26. A strong reason is pre-requisite to the exercise of the court's discretion not to give effect to the exclusive jurisdiction clause. In my humble view, the Plaintiff in this case has not shown and proved sufficient grounds to depart from the contract between the parties and allow the case to continue. I do associate myself with the finding of the court of appeal in the case of Areva T & D India Limited –vs- Priority Electrical Engineers & anotherwhere the court in adopting the words of Cairns LJ stated thus;

“While no absolute rule can be laid down to this effect, the court should be very slow to refuse a stay if the claim is just the sort of claim to be rejected. When a clause of this kind is introduced into a contract it must be supposed that the parties considered that, in general, trial in the place mentioned in the clause is more convenient than trial elsewhere. It does not lie in the mouth of one party to say when a claim arises; “although this claim differs in no way from the generality of claims that might be made by me under the bill of lading, I say that the specified place of trial is inconvenient”

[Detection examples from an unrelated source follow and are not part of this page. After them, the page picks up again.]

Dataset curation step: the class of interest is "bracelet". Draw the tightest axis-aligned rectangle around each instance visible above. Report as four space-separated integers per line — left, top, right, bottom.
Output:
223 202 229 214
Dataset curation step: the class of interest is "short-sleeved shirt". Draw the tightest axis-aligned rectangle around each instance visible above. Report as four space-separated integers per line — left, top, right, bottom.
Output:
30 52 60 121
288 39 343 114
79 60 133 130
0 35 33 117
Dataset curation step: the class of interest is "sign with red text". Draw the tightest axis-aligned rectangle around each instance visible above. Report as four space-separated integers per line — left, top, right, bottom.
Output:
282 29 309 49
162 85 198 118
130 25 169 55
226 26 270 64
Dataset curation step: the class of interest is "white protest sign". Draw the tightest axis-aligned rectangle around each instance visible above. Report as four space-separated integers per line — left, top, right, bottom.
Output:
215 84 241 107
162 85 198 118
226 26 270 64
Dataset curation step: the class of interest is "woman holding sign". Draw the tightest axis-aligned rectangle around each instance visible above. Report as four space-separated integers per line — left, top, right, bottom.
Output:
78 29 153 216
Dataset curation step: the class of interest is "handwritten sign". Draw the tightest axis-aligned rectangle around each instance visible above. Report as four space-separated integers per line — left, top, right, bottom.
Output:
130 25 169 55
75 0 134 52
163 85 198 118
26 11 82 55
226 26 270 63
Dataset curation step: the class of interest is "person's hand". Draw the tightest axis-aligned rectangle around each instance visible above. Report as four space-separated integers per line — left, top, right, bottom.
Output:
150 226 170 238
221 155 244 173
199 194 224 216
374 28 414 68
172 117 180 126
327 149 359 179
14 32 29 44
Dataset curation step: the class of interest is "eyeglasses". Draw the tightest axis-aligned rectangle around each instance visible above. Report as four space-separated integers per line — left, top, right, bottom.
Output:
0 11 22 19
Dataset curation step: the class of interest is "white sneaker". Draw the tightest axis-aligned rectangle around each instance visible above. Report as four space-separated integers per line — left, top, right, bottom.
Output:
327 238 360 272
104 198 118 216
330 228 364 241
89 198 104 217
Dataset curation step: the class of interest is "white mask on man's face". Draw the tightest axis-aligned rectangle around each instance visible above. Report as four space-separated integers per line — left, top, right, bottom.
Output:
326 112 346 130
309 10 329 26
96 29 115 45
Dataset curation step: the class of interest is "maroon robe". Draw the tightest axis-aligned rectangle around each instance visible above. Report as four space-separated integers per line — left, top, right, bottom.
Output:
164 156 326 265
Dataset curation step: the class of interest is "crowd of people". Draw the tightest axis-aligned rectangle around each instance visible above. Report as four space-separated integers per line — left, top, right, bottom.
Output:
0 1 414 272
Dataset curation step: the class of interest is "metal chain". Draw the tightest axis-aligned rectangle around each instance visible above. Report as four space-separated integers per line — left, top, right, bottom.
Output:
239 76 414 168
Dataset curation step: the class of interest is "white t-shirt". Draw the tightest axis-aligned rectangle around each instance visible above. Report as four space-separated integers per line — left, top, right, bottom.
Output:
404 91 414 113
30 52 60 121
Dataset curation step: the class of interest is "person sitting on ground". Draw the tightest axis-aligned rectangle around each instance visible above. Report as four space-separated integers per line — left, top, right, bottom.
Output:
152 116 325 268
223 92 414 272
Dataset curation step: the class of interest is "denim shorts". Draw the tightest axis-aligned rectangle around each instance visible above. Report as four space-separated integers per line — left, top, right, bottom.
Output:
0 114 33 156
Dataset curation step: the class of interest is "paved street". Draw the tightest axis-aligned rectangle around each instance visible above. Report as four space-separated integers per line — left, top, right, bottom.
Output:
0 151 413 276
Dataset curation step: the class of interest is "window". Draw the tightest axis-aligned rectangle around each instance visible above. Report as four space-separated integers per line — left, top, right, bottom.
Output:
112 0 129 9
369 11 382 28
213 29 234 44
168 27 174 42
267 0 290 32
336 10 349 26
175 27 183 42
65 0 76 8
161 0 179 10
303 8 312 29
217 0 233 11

27. In conclusion, I find that this court has no jurisdiction to entertain this matter. By dint of Clause 26 of the Terms of carriage, the parties submitted disputes out of the bill of lading to English High Court of Justice in London. This, in turn ousted the jurisdiction of this Court which must down its tools.

28. It therefore follows that the issue as to whether the Defendant is liable for damages caused by a natural peril vis-à-vis The Hague Rules will be heard in the court that will hear and determine the matter.

29. In that regard, I find that the Preliminary Objection has merit and is hereby upheld. It is thus ordered that the suit herein be and is hereby struck out for want of jurisdiction.

Disposition

1) This Court lacks Jurisdiction to hear and determine the dispute as canvassed in the Plaintiff’s case in the Plaint dated 12th July, 2019 and amended on 21st August, 2019.

2) The matter is hereby struck out with costs to the Defendant.

It is hereby so ordered.

DATED, SIGNED and DELIVERED at MOMBASA this 25th day of January, 2021.

D. O. CHEPKWONY

JUDGE

Order

In view of the declaration of measures restricting court operations due to the COVID-19 pandemic and in light of the directions issued by His Lordship the Chief Justice on 15th March 2020, this Ruling has been delivered to the parties online with their consent.  They have waived compliance with Order 21 Rule 1 of the Civil Procedure Rules which requires that all judgments and rulings be pronounced in open Court.